Seperti yang telah disebutkan sebelumnya, ratusan kamera terpasang di berbagai sudut kota Tiongkok. Kamera–kamera ini terhubung kepada kepada sebuah sistem AI (Artificial Intelligence) yang mana akan menganalisis perilaku warga berdasarkan tindakan yang dilakukan di tempat umum. Semisal seseorang terlihat menghentikan taksi tidak pada tempatnya, AI akan membuat laporan atau menyimpan log video rekaman sebagai bukti kesalahan. Selain itu, AI juga menerima laporan dari warga apabila kerabat mereka mengganggu kehidupan mereka. Contoh, ketika kita tidak suka dengan seseorang, maka kita dapat melaporkan orang yang kita tidak suka dan mereka akan diberi sanksi berupa pengurangan poin.

Sistem ini juga terhubung ke berbagai database milik pemerintah dan perusahaan yang berafiliasi dengan pemerintah (marketplace, social media, bank) yang mana berisi data – data warganya agar dampak dari penambahan/pengurangan poin bisa terasa. Apabila poin/kredit sosial seseorang berada dalam level yang rendah, maka orang ini tidak dapat menggunakan fasilitas publik seperti dilarang menggunakan kereta cepat (MRT), pembatasan karir pekerjaan, hingga pengurangan bandwidth internet pada perangkat pribadi. Lebih buruk lagi, wajah kita akan dipublikasikan di berbagai tempat umum pada sebuah TV raksasa untuk memberikan efek jerah. Sebaliknya, apabila poin kita dalam level yang sangat tinggi, maka kita akan mendapatkan bantuan dari pemerintah secara gratis di berbagai fasilitas dan pelayanan publik, diskon tagihan listrik dan air, kemudahan dalam mencari pekerjaan, hingga bagi para pemilik skor kredit yang tinggi namun belum memiliki pasangan, pemerintah akan membantu mereka dalam mencari pasangan yang tentunya memiliki kredit yang tinggi juga. Sehingga pemerintah menjamin masyarakatnya akan memiliki pasangan yang terbaik.
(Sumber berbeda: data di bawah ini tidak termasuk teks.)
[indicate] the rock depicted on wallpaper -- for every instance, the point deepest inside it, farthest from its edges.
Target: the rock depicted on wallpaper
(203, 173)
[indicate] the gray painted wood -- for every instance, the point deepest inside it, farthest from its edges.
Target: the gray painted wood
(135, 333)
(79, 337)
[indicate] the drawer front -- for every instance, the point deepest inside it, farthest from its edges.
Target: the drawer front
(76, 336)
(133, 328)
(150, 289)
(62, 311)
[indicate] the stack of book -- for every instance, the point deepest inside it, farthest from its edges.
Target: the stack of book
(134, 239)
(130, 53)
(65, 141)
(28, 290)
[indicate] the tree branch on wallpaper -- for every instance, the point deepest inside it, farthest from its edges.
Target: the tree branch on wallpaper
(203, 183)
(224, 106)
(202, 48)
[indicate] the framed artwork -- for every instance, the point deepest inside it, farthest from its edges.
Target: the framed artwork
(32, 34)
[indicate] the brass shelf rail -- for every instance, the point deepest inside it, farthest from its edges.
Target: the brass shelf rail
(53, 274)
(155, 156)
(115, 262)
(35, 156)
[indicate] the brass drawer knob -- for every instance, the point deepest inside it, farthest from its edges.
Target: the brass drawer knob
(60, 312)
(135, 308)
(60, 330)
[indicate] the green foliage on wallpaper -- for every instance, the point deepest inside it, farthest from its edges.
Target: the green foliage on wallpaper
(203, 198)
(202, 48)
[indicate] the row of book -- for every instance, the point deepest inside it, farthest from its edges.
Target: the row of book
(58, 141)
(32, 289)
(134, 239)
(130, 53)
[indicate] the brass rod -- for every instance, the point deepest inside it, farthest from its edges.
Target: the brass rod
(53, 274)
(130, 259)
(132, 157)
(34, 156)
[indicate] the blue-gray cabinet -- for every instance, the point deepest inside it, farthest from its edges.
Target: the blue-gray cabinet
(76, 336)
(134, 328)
Skor kredit yang dimiliki juga akan berdampak bagi teman, keluarga, maupun kerabat. Sehingga apabila kita berteman atau berkeluarga dengan orang yang memiliki social credit yang rendah, kita akan terkena imbasnya. Semisal seorang bapak atau ibu pernah mengkritik pemerintah, maka anaknya akan kesulitan dalam mengenyam pendidikan. Atau semisal, seseorang yang memiliki kredit sosial yang rendah lalu mereka mencari pasangan di aplikasi dating online, maka dia akan kesulitan dalam menemukan pasangan. Kriteria pemilihan pasangan tidak lagi dilihat dari fisik dan finansial, namun juga kredit sosialnya.

Implementasi sistem ini tentunya bukan tanpa dasar. Awalnya pemerintah melihat adanya krisis kepercayaan antar masyarakat yang mana mereka saat meminjam uang/berhutang, mereka tidak pernah mengembalikan tepat waktu, bahkan tidak mengembalikannya sama sekali. Akhirnya muncul istilah bagi orang-orang ini yaitu Lao Lai yang mana mulai banyak bertebaran dan menjadi perbincangan publik dan mengancam perekonomian. Selain itu, kebiasaan masyarakat di Tiongkok yang suka “mengotori” fasilitas publik juga menjadi polemik tersendiri. Contohnya seperti saat menggunakan toilet umum, masyarakat disana memiliki kebiasaan dimana “orang yang akan menggunakan selanjutnya, itu yang membersihkan (menyiram, red.)”. Sehingga ditarik kesimpulan bahwa toilet disana sangat jauh dari kata bersih. Lebih lanjut menurut salah satu sumber saat mereka pergi kesana dan makan disebuah restoran, orang yang berada disampingnya meludah ke arah kaki mereka yang mana sangat tidak sopan. 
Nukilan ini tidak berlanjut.